Author: Jared Lee Richardson 2017-03-29 19:10:42
Published on: 2017-03-29T19:10:42+00:00
There is currently a lack of consensus on the need for increasing blocksize in Bitcoin. The proportion of users who believe that no blocksize increases are needed is larger than the hardfork target core wants, which stands at 95% consensus. Similarly, the proportion of users believing in microtransactions for all is also larger than 5%, and both of these groups may be larger than 10% respectively. Furthermore, neither the Big-blocks faction nor the low-node-costs faction have even a simple majority of support. In order to agree upon any blocksize increase, more consensus is needed, but this is going to be a big mess. Martin Lízner proposed a conservative approach in case of a hard fork.

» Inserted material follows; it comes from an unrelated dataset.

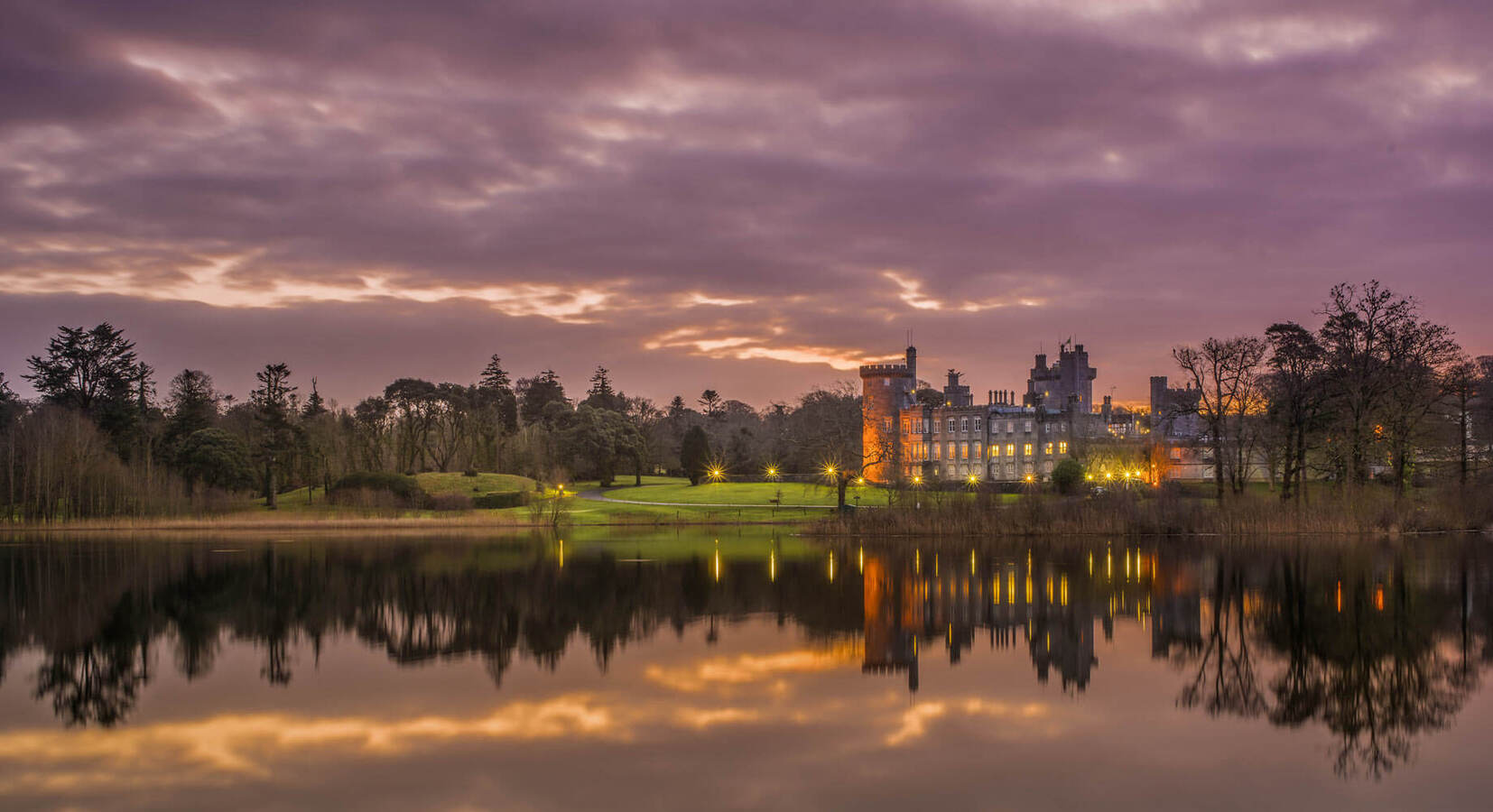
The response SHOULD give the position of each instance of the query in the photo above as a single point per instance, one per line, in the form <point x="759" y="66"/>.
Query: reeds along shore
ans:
<point x="1365" y="511"/>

If there should be a hard-fork, the Core team should author the code because other dev teams have marginal support among all BTC users. Lízner suggests fixing historical BTC issues, improving the code, planning HF activation date well ahead (12 months+), allowing increasing block size on a year-to-year basis as Luke suggested, compromising with miners on an initial block size bump (e.g. 2MB) and implementing SegWit. Meanwhile, Wang Chun has proposed a hard fork approach where a patch would be coded right now to remove the block size limit of 1MB but not activate it until far in the future, specifically at the next block halving in spring 2020. The block size will only be limited to 32MiB which is the maximum size the current p2p protocol allows. With this patch in core's next release, Bitcoin works just as before, and no fork will ever occur until spring 2020. This gives third party services, libraries, wallets and exchanges enough time to prepare for it over the next three years. In addition, this patch makes all hard fork proposals become soft fork proposals, providing enough time to discuss all the proposals and decide which one to go. For instance, if they choose to fork to only 2MB, since 32MiB is already scheduled, reducing it from 32MiB to 2MB will be a soft fork. According to Chun, something must be coded right now before it becomes too late.